Synthetic data generation

In my current organization, I am working on a model to sort post-consumer clothes to make them easier to recycle into products of different grades.

For example, if a post-consumer cloth has buttons and zippers and its quality is not great, we use it to make products like table cloths etc.

Since sorting is a critical step in the process, achieving high accuracy in the model is very important.

Collecting and accumulating enough clothes for training is a time-consuming task. To address this, we use synthetic data to train the model. The process involves training with synthetic data, fine-tuning with real-world data, and then evaluating the model on real-world data. This approach effectively mitigates the issue of data shortages.

We have developed a pipeline to generate synthetic data using generative AI models. The model selection is based on its compute efficiency and generative accuracy. The generative accuracy is assessed by testing the model on a sample set of inputs and performing a visual inspection to ensure quality.

This streamlined approach ensures that our model is trained efficiently while maintaining high accuracy and adaptability to real-world data.
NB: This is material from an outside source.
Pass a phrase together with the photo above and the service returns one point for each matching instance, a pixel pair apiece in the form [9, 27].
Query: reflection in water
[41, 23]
Below are the steps that are involved in the pipeline.

Example Image

1. Use a Templated Base Prompt

Start with a general prompt template that describes the type of images you want to generate.
For example, the template could look like: [COLOR] [DRESS_TYPE] with [FASTENER] placed on a [LOCATION].
This template will guide the process of creating specific prompts by filling in the placeholders ([COLOR], [DRESS_TYPE], etc.) with actual values.

2. Use All Combinations of Config Values in the Templated Base Prompt

Take the values for each placeholder in the template, like a list of colors (red, blue, etc.), dress types (gown, sundress, etc.), and locations (wooden table, marble countertop, etc.).
Combine these values in every possible way to create a variety of unique prompts.
For example:
- Red gown with buttons placed on a wooden table.
- Blue sundress with a zipper placed on a marble countertop.
This process generates a large number of prompts, ensuring diversity in the generated images.

3. At the End of This Stage, We Have N Prompts to Generate Images For

After combining all possible values, you’ll have a total of N prompts. These prompts represent all the variations you want to cover (e.g., different colors, dress types, fasteners, and locations).
For instance, if you have 5 colors, 3 dress types, 2 fasteners, and 4 locations, you’ll end up with ( 5 \times 3 \times 2 \times 4 = 120 ) prompts.

4. Feed These Prompts Individually to the Text-to-Image Generation Model

Pass each of these prompts, one by one, to a text-to-image generation model. The model used for my project was black-forest-labs/FLUX.1-dev.
The model will generate an image for each prompt based on the prompt provided.

5. Send the Generated Image to an Visual question answering Model for Validation

After generating the images, check if they meet your training data requirements using a validation model. For example, the model should verify:
- The dress in the image does not include any humans (not included this condition in the code sample).
- The dress is properly displayed on a flat surface as described in the prompt.
We used the model openfree/claude-monet to ask specific questions about the image (e.g., “Is the dress placed on a flat surface?”).

6. Verify and Filter Images for Training

If an image does not meet the criteria (e.g., contains humans, mismatches the description), it is discarded.
Only images that pass all checks are included in the final dataset.
This ensures the training data is clean, accurate, and suitable for the machine learning task.

I experimented with several models from the Hugging Face library and found that the models mentioned earlier best met my requirements for output quality and inference time. The results were evaluated through visual inspection on a sample dataset. Currently, I am exploring methods to verify if the generated images contain out-of-distribution (OOD) objects that could negatively impact the accuracy of the classification model used for sorting.

One of the key issues I am addressing is ensuring that the generated image matches the prompt. For example, if the prompt specifies a dress on a conveyor belt, but the generated image does not include the conveyor belt, the algorithm must detect this mismatch. To solve this, I am considering adding another layer of validation using segmentation models and filter out images with missing or incorrect objects.

For a more computationally efficient approach, I am investigating image processing techniques like the Histogram of Oriented Gradients (HOG). Since we know the dress color and the background surface (e.g., the conveyor belt), any additional objects in the image can be detected through their unique gradient histograms. This method provides a lightweight alternative for identifying discrepancies without relying on complex deep learning models.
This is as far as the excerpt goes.